The fundamental value proposition of the public cloud is accessible economics, as we discussed with Marten Mickos recently. As Infochimps’ Flip Kromer puts it, “EC2 means anyone with a $10 bill can rent a 10-machine cluster with 1TB of distributed storage for 8 hours.” The pricing established by the original market entrant, Amazon, have served two purposes. First, they have made resources available to even individual developers that would have been out of reach absent the pay per use model. Second, and perhaps more importantly, Amazon imposed a ceiling on cloud pricing; a ceiling which they continue to lower as they’re able to leverage larger economies of scale. Whatever the larger ambitions of other systems vendors with respect to the cloud market, Amazon defined the context in which they all must compete. At a pricepoint sufficiently low that the majority have chosen not to.
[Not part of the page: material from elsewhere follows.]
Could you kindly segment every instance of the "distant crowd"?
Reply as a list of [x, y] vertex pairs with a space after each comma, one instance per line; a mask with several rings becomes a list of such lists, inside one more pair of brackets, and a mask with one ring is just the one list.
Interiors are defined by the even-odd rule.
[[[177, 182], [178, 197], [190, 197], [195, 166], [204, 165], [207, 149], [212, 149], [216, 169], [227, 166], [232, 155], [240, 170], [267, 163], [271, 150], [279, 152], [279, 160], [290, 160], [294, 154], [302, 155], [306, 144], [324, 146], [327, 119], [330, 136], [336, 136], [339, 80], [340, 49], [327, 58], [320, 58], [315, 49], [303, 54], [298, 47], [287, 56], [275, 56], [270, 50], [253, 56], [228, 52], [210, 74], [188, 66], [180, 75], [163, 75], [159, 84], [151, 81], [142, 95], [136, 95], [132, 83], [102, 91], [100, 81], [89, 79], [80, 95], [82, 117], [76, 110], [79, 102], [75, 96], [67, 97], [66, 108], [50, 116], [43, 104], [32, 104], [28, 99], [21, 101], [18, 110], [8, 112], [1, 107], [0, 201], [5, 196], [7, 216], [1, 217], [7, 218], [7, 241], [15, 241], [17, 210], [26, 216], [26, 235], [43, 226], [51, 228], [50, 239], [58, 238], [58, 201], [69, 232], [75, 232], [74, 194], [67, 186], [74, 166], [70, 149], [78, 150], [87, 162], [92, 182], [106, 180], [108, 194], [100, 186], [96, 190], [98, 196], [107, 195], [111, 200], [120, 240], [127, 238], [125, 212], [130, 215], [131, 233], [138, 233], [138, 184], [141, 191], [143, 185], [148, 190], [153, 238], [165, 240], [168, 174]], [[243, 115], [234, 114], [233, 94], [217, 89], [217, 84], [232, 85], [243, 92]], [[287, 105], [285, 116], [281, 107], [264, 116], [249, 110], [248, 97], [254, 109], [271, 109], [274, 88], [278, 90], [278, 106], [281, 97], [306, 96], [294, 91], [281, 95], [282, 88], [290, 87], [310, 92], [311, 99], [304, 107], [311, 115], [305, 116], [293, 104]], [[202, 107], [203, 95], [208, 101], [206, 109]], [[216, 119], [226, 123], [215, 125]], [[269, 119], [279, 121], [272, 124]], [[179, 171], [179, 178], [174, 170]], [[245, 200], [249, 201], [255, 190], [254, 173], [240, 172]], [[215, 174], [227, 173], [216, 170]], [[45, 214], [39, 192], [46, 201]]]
Developers have flocked to Amazon’s platform [coverage] not because it is the lowest cost option, but rather because it is the most accessible. From an economic perspective, they’re trading up front capital expenses for potentially higher ongoing operational costs. This trade is most attractive when resources – hardware and people – are few. When a developer can’t outsource the task of hardware acquisition and setup, and wouldn’t have the hosting facilities even if they could, the cloud is a compelling alternative.

It is less apparent, however, to larger entities that the public cloud economics compare favorably to their internal operational costs. Setting aside the question of whether their conclusions are sound, discussions with those implementing private clouds as an alternative to public implementations focus on the sustainable aspect of the economics. The accessibility of public cloud services is of less value to larger institutions, both because their expectations in terms of deployment speed are very modest and because they are typically not resource poor with either available hardware and IT resources.

Instead, larger enterprises focus on the operational margins of public cloud. Amazon’s pricepoint has historically commanded a margin above the cost of traditional hosting suppliers [coverage]. Given that larger enterprises generally argue that they can deliver infrastructure at a lower cost than traditional suppliers, the economics tilt even more strongly against large scale public cloud implementations.

The benefits of the public cloud remain of interest, however. What enterprise would not want a more elastic, easily provisioned infrastructure? Private cloud is the inevitable compromise. Promising feature benefits similar to those available on public infrastructure but with what is perceived by enterprises to be a more sustainable economic model, the private cloud is an increasingly attractive proposition for large enterprises.

Supporters of one or the other approaches may question the substance of the above characterizations, but these are the behaviors we have observed repeatedly. If you’re selling private cloud solutions, then, you’d do well to understand the appeal of accessible economics. Conversely, public cloud vendors may want to more clearly articulate the sustainability of their economics over time.

Disclosure: Amazon is not a RedMonk client.